Psiquiatra, remédios, psicólogo e uma “grande irmandade anônima”, como conta, passaram a fazer parte da rotina de Isbin. Os treinos em esteira, na academia, seriam só o começo para uma história de superação em diversas maratonas.
Mundo das corridas
A primeira maratona a gente nunca esquece. Isbin, claro, também não. Entretanto, ela deveria ter sido disputada em 2009, no Rio de Janeiro.
“Mas tive uma crise de ansiedade muito forte quando acordei para a prova. Passei mal e nem cheguei na linha de largada. Fiquei no apartamento. Depois disso tive uma forte depressão. Foi difícil controlar a vontade de voltar a usar droga.”
Um ano depois, mais preparado, voltou ao Rio e concluiu a mesma maratona em 4h10min56s. “Foi um sonho. Nos últimos dois quilômetros eu nem sentia as dores. Cruzei a linha de chegada e fiquei uns 15 minutos chorando. Não sei explicar que sentimento era aquele.”
Família foi a base para nova vida
Decidido em sair do mundo das drogas, Cleber Vilares, o Isbin, resolveu “abrir o jogo” e revelar ser dependente químico aos familiares, em 2008. “Até então, todo mundo desconfiava, mas ele negava e ninguém tinha certeza. Foi quando ele resolveu parar e veio pedir ajuda para a família. Isso o ajudou a sair dessa”, lembrou Juvêncio Neto, de 37 anos, irmão do corredor.
“Tive toda a educação possível dentro de casa. E sempre estudei. Consegui me formar usando drogas, até que coloquei uma data para tudo isso acabar. Minha família é super conservadora, de movimentos religiosos, e foi difícil para todos eles”, afirmou Isbin.
Palestrante
A história de Isbin hoje é contada por ele próprio em palestras que ministra gratuitamente para jovens. “É uma história de superação que ainda não teve um final”, disse o maratonista.

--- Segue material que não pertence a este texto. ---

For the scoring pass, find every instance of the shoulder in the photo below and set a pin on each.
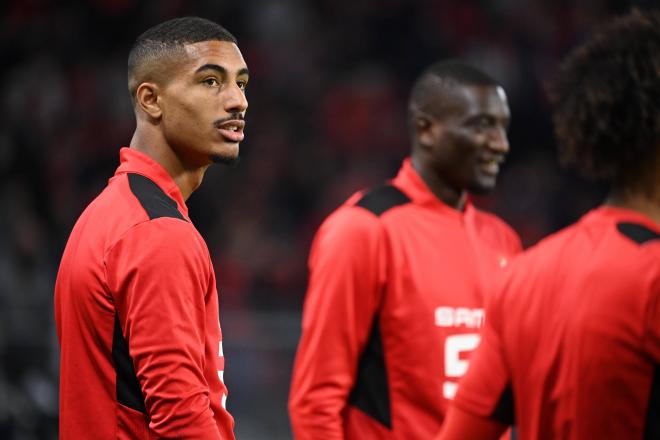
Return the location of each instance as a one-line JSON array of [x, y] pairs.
[[358, 220], [364, 209], [493, 227], [153, 200]]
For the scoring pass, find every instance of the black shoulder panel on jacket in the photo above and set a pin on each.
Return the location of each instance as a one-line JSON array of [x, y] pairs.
[[380, 199], [152, 198], [637, 233], [371, 392], [504, 411], [127, 387]]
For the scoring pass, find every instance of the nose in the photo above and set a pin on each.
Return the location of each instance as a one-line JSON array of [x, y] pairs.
[[499, 142], [235, 100]]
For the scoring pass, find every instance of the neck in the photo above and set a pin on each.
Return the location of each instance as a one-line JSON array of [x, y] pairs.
[[444, 192], [646, 204], [151, 143]]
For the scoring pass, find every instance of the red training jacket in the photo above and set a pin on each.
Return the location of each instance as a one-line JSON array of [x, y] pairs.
[[571, 347], [393, 308], [136, 309]]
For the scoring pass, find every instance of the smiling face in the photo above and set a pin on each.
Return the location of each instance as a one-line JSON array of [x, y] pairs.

Isbin alcança índice para Boston
O maratonista da região de Ribeirão Preto, que há cinco anos sofria com a dependência das drogas, estará na tradicional Maratona de Boston, em 2014, programada para 18 de abril. O índice de Cleber Vilares, o Isbin, foi conquistado no dia 13 deste mês ao fechar os 42 km da Maratona de Chicago com o excelente tempo de 2h46min34s.
“Fui classificado para correr em Boston, prova que acontece há 116 anos consecutivamente. A minha maior motivação é baixar meu tempo. O meu maior adversário sou eu. As outras pessoas que estão ali fazem parte do cenário”, comentou.
Antes de conquistar índice, entrando no sub-3h, Isbin já tinha disputado quatro maratonas. Em Buenos Aires, no ano passado, atingiu 3h02min e percebeu que poderia ir além. “Ali, eu vi que dava para fazer uma prova sub-3h, que é o sonho de todo corredor amador”, conclui.